Efficient Spatial-Temporal Focal Adapter with SSM for Temporal Action Detection

arXiv cs.CV / 4/13/2026

💬 OpinionIdeas & Deep AnalysisModels & Research

Key Points

  • The paper addresses temporal action detection in untrimmed videos, highlighting how existing CNN/Transformer approaches struggle with feature redundancy and weakened global dependency modeling over long sequences.
  • It proposes a new framework that applies State Space Models (SSMs) for linear long-term temporal modeling and stronger global temporal reasoning in video action detection.
  • The core contribution is the Efficient Spatial-Temporal Focal (ESTF) Adapter inserted into pre-trained layers, combining an improved Temporal Boundary-aware SSM (TB-SSM) for temporal modeling with efficient spatial feature processing.
  • Experiments across multiple benchmarks show significant gains in both action localization performance and robustness compared with prior SSM-based and other structural methods.
  • The work includes comprehensive quantitative and comparative analyses to validate that the new integration strategy improves scalability for real-world long-video understanding.

Abstract

Temporal human action detection aims to identify and localize action segments within untrimmed videos, serving as a pivotal task in video understanding. Despite the progress achieved by prior architectures like CNN and Transformer models, these continue to struggle with feature redundancy and degraded global dependency modeling capabilities when applied to long video sequences. These limitations severely constrain their scalability in real-world video analysis. State Space Models (SSMs) offer a promising alternative with linear long-term modeling and robust global temporal reasoning capabilities.
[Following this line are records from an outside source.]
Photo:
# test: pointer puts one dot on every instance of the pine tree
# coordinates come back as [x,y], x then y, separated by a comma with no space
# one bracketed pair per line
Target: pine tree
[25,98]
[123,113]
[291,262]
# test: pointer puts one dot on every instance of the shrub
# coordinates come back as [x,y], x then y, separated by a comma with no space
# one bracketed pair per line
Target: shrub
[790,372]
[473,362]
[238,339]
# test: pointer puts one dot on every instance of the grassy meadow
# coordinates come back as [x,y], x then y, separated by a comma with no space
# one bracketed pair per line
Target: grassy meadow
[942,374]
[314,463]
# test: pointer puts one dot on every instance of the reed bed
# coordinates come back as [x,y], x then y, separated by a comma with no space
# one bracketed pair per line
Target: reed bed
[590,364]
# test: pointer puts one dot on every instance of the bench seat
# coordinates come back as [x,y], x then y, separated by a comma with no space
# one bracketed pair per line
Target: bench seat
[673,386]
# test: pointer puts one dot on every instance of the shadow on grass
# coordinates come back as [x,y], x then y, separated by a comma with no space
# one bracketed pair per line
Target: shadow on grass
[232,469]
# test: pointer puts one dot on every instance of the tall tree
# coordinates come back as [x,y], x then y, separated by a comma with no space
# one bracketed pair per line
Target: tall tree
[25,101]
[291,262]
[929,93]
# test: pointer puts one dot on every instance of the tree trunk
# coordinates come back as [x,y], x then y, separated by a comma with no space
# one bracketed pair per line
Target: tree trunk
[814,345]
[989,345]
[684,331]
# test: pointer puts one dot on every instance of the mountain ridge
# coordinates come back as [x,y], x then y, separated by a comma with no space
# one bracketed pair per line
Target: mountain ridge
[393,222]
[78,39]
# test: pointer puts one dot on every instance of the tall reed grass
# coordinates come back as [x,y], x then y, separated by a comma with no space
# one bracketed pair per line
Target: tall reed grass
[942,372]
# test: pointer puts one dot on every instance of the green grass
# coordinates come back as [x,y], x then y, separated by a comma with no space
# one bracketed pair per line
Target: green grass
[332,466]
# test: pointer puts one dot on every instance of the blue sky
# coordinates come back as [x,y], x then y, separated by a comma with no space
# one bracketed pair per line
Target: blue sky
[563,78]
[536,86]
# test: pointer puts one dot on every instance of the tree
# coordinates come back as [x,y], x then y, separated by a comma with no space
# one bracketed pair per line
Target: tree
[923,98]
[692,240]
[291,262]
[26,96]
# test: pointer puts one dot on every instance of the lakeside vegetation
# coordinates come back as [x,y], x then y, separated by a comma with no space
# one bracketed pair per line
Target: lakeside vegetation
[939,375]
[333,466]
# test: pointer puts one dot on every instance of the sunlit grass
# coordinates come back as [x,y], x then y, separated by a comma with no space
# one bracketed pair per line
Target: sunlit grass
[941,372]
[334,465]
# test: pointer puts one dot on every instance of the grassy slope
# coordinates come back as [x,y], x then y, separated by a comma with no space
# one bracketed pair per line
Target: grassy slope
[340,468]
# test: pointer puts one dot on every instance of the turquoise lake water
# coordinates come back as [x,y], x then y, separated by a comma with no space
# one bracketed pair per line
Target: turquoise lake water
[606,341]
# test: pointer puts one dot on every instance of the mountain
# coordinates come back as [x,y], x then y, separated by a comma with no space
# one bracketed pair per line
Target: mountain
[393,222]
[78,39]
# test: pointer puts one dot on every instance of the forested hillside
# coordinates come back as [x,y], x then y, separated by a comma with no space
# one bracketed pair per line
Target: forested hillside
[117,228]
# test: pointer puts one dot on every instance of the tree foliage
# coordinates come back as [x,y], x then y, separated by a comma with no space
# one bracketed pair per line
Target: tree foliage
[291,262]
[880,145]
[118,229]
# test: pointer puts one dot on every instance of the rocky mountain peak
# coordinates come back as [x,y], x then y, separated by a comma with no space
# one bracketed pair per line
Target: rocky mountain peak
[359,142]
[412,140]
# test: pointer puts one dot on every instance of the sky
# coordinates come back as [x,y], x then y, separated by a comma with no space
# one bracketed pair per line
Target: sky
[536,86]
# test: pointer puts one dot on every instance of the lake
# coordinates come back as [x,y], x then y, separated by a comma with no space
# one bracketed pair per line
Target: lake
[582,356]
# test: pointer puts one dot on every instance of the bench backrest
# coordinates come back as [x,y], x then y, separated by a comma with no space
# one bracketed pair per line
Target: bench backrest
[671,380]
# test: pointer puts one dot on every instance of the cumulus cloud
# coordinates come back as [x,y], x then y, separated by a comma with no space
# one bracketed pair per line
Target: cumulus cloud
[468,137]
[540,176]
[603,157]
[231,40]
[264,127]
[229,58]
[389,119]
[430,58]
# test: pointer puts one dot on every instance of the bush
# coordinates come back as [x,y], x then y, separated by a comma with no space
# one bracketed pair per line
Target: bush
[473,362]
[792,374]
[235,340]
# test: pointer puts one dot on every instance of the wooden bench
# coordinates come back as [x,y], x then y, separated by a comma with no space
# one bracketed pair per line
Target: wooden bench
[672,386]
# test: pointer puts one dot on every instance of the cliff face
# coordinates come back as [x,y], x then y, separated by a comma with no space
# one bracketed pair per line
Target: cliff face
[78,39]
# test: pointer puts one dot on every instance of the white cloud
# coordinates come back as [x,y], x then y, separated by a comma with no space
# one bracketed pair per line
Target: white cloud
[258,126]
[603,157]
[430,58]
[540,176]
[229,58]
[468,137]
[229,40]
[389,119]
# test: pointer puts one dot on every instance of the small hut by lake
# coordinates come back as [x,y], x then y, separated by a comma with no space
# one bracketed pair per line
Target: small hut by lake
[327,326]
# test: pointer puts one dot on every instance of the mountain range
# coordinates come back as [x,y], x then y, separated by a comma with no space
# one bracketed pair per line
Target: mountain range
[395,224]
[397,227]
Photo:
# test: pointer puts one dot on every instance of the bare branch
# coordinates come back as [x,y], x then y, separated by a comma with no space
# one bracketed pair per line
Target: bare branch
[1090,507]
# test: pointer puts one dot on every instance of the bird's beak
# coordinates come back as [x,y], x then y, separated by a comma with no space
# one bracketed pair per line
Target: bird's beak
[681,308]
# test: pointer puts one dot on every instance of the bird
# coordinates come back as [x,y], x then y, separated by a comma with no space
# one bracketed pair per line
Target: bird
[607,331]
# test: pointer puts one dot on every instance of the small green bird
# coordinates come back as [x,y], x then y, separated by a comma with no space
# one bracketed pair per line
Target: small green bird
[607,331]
Rethinking the application of SSMs in temporal modeling, this research constructs a novel framework for video human action detection. Specifically, we introduce the Efficient Spatial-Temporal Focal (ESTF) Adapter into the pre-trained layers. This module integrates the advantages of our proposed Temporal Boundary-aware SSM(TB-SSM) for temporal feature modeling with efficient processing of spatial features. We perform comprehensive and quantitative analyses across multiple benchmarks, comparing our proposed method against previous SSM-based and other structural methods. Extensive experiments demonstrate that our improved strategy significantly enhances both localization performance and robustness, validating the effectiveness of our proposed method.